2. Of the grievousness of his troubles, which is sometimes expressed by the troubling or boiling of the bowels, or inward parts; as Lamentations 1:20.

Prevented me, i.e. came upon me suddenly and unexpectedly, when I promised to myself peace and prosperity, as the usual recompence which God promiseth and giveth to such as fear and please him, as I have done.

Verse 28

I went, or, I walked hither and thither as I could. Or, I converse or appear among others.

Mourning without the sun; spending my days in mourning, without any sun-light or comfort; or so oppressed with sadness, that I did not care nor desire to see the light of the sun. Heb. black not by the sun. My very countenance is changed and become black, but not by the sun, which makes many other persons black, Song of Solomon 1:5,Song of Solomon 1:6; but by the force of my disease and deep melancholy, which ofttimes makes a man’s visage black and dismal. See Psalms 119:83; Lamentations 5:10. And this he repeats in plainer terms, Job 30:30, as an eminent token of his excessive grief and misery.

I stood up; either because my disease and pain made me weary of other postures; or that others might take notice of me, and be moved with pity towards me.

I cried with a loud and direful clamour, through great and sudden anguish.
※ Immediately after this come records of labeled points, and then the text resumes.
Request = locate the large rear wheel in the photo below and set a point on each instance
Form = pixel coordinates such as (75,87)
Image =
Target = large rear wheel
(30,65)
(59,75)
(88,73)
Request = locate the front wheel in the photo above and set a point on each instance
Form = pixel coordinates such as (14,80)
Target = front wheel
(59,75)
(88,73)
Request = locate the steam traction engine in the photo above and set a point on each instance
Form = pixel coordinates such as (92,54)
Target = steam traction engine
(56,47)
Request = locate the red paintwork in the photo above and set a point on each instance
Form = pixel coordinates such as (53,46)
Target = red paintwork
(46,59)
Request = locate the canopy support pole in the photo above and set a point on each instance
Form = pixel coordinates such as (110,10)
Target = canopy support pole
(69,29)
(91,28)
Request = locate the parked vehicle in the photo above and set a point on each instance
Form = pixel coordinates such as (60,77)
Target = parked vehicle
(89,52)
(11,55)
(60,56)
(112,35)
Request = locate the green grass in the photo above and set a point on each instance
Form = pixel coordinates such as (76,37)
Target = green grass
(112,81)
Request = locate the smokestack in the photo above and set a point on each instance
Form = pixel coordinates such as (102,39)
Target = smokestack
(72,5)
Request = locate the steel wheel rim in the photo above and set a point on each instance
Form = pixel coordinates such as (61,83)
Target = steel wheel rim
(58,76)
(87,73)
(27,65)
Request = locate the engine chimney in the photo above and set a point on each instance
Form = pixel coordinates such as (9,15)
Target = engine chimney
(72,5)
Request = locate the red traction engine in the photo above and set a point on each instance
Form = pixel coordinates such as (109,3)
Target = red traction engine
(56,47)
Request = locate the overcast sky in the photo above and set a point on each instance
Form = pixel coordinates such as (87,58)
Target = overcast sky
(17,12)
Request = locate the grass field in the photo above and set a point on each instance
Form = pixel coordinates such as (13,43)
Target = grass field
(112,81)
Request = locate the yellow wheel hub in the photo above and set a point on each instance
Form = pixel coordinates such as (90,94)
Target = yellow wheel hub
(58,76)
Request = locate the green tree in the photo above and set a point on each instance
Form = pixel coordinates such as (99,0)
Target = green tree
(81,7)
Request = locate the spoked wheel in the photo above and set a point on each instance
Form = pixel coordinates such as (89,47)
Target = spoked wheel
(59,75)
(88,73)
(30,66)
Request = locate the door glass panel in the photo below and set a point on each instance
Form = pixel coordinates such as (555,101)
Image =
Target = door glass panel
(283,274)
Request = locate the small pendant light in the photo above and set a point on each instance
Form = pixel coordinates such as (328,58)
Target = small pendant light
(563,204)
In the congregation; where prudence and modesty taught me to forbear it, if extreme necessity and misery had not forced me to it.

Verse 29

A brother, to wit, by imitation of their cries: persons of like qualities are oft called brethren, as Genesis 49:5; Proverbs 18:9.

To dragons; which howl and wail mournfully in the deserts, Micah 1:8, either through hunger or thirst, or when he fights with and is beaten by the elephant. To owls; whose sad and mournful noises are known. Or, ostriches; which also is noted to make lamentable outcries.

Verse 30

My skin is black upon me; either by his dark-coloured scabs, wherewith his body was in a manner wholly overspread; or by grief, as before.

My bones are burned with heat; the effect of his fever and sorrow, which dried up all his moisture, and caused great inflammations and burning heats within him.

Verse 31


1. I have now nothing but bitter lamentations instead of my former expressions of joy. Or,

2. Those very things which formerly were occasions and instruments of my delight, do now renew and aggravate my sorrows.